El corazón de la piedra

Columna de José Marcelo

Se están produciendo grandes avances en las tecnologías de la comunicación, de la robótica, de la aeronáutica y de otros campos de la ciencia. Y fructifican de manera exponencial. La mirada puesta en las estrellas, se hace con el interés de habitar algún planeta en un futuro no lejano. La Tierra se nos queda pequeña y, además, lo sentimos enfermo, porque está padeciendo un brusco cambio climático. Aunque la Tierra se rebele con fenómenos naturales y se vuelva a regenerar, como siempre ha ocurrido en distintas épocas,  pero mientras tanto estos desastres naturales pueden ser muy graves para el hábitat del ser humano. Por otra parte, estos acontecimientos que se dan tanto en el campo científico como en la naturaleza, auguran que estamos en el comienzo de una nueva era. 
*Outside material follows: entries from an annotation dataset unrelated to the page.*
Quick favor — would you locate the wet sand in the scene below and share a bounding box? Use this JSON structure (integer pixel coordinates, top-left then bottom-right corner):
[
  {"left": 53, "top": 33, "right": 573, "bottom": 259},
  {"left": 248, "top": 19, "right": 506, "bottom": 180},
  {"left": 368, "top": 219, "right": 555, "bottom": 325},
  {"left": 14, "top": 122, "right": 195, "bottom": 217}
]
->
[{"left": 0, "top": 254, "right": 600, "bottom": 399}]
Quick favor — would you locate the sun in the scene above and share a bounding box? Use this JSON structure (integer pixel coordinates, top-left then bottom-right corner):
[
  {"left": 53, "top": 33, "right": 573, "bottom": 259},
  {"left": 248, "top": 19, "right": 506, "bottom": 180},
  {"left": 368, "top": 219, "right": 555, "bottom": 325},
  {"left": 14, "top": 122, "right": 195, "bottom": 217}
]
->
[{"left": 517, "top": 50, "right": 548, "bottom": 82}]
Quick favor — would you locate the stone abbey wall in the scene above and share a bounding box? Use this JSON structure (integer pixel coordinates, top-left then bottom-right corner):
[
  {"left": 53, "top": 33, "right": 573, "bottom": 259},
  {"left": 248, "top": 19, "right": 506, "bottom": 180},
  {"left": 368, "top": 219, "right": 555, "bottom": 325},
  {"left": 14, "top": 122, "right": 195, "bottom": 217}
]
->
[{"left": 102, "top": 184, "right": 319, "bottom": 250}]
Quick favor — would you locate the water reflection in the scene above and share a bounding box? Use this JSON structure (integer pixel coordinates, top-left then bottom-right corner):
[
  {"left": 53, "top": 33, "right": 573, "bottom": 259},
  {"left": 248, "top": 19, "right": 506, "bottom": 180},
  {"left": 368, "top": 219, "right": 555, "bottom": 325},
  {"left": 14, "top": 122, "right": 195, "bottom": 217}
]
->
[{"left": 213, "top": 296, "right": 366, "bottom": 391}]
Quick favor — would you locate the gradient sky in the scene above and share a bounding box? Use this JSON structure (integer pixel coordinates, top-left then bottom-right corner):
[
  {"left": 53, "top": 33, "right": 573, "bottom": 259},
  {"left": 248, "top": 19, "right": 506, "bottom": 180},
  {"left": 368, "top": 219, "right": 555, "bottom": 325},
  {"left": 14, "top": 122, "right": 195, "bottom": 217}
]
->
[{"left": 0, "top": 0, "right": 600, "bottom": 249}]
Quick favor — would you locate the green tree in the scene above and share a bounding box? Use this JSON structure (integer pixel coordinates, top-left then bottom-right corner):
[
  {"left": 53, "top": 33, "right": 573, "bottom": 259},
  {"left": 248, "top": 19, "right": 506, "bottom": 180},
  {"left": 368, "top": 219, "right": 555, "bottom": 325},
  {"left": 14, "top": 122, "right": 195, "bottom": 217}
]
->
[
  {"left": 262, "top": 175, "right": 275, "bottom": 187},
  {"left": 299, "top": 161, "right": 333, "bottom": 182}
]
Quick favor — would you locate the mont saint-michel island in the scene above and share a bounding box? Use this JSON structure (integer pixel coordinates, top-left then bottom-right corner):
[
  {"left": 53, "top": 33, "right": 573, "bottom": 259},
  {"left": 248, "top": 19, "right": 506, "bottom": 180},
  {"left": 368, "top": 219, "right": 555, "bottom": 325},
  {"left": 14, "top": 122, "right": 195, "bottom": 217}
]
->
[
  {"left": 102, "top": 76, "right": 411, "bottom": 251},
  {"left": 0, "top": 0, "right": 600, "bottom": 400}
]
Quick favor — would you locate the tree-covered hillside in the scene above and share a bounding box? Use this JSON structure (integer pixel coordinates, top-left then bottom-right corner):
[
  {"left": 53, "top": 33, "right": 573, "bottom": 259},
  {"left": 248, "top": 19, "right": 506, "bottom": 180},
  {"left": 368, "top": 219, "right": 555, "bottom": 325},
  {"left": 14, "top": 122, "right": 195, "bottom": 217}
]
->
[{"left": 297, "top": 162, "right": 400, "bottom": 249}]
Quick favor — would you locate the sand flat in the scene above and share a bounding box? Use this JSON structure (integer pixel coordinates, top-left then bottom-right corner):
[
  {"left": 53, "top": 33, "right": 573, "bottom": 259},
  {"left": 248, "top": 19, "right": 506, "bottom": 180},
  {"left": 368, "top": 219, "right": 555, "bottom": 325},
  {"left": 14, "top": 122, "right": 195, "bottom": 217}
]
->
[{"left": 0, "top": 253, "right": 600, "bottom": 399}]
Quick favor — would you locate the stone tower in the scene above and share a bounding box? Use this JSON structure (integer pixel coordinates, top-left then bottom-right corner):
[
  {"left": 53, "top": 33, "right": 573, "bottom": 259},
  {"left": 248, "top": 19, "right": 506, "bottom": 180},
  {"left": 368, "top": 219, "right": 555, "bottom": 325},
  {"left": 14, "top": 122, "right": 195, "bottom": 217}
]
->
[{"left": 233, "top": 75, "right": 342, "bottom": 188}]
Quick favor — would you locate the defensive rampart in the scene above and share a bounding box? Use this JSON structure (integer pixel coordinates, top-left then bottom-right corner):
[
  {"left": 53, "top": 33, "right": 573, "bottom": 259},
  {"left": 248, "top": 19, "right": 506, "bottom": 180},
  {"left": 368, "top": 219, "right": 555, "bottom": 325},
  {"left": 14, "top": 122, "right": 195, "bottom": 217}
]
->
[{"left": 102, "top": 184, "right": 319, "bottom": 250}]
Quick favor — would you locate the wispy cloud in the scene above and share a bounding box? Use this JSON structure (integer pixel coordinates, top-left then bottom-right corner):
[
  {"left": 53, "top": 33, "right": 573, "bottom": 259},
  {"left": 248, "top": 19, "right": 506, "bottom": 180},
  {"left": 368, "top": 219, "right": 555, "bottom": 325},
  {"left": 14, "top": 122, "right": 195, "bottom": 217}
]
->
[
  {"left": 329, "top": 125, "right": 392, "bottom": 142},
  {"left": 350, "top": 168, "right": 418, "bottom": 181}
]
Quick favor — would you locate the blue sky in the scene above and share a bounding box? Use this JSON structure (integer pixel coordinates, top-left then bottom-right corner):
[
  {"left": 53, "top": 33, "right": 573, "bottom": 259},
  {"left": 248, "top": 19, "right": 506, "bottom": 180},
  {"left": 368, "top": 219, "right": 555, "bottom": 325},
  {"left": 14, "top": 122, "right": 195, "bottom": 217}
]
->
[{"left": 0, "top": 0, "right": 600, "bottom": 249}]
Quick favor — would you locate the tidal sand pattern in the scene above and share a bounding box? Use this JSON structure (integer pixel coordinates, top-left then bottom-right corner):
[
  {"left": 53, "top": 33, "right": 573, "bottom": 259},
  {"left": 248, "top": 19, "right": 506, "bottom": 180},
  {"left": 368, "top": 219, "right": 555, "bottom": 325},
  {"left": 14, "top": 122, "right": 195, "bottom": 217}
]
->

La sociedad tecnológica en la que estamos inmersos, ha derivado hacia una nueva concepción del tiempo. Tenemos un ansia imperiosa de vivir el presente, el cual pasa fugazmente. Esta actitud hace que se pierda la perspectiva del futuro, puesto que los hechos futuribles acontecen a gran velocidad. Y estamos perdiendo toda conexión con el pasado. Porque la tradición como valor cultural y objeto de nuestra memoria está desapareciendo de la manera como siempre se ha transmitido de generación en generación, para adquirir los conocimientos de modo global. Esta situación  nos causará  desorientación y problemas de adaptación.

En comunicarnos hemos avanzado de modo acelerado, y lo hacemos virtual y  globalmente, pero este cambio tan brusco está suponiendo  una gran pérdida en las relaciones personales y afectivas. Esto último denota que nos sintamos extraños, como si ya viviésemos en otro planeta.

Para argumentar la importancia que tiene la tradición para la vida social y política del ser humano, Hannah Arend nos habla en su libro Entre el pasado y el futuro sobre el concepto de fundación de los romanos. Esta fundación consistía en poner los cimientos y colocar la piedra fundamental, cuyo edificio quedaba para la posterioridad. Y ello suponía el compromiso de conservación, con objeto de que se mantuviera como herencia para las futuras generaciones. Con  este concepto de fundación y estos valores se fundó la ciudad de Roma y, todas las demás eran provincia de Roma, con este criterio se formó todo un imperio. Arend prosigue diciendo que “la tradición conservaba el pasado al trasmitir de una generación a otra el testimonio de sus antepasados, quienes con su sabiduría trasmitían las normas sociales y los valores consagrados por el tiempo”. Es decir, la transmisión de toda una cultura. La pensadora nos confirma que la pérdida de la tradición  supone privarnos de la memoria, que es el objeto de nuestra existencia, gracias al recuerdo.

Sería triste que las generaciones futuras se sintieran extrañas en su propio planeta, ignorando su historia y sus orígenes. Que el futuro sea incierto. Que el arqueólogo solo encuentre escombros tecnológicos. Lo podemos evitar si sabemos preservar la memoria. Cuando el uso de la tecnología sirva para cuidar el planeta, así como la comunicación nos una en una interculturalidad que nos haga sentirnos más humanos, evitando la confrontación de una guerra de intereses económicos que sólo consigue desigualdades.

“Quiero penetrar en el corazón de la piedra, /ese corazón duro de la piedra que traspasa el tiempo, / ese corazón inmóvil de la piedra que atrapa el espacio. / Allí, perderme en el laberinto de su historia”. ¡Hagámoslo!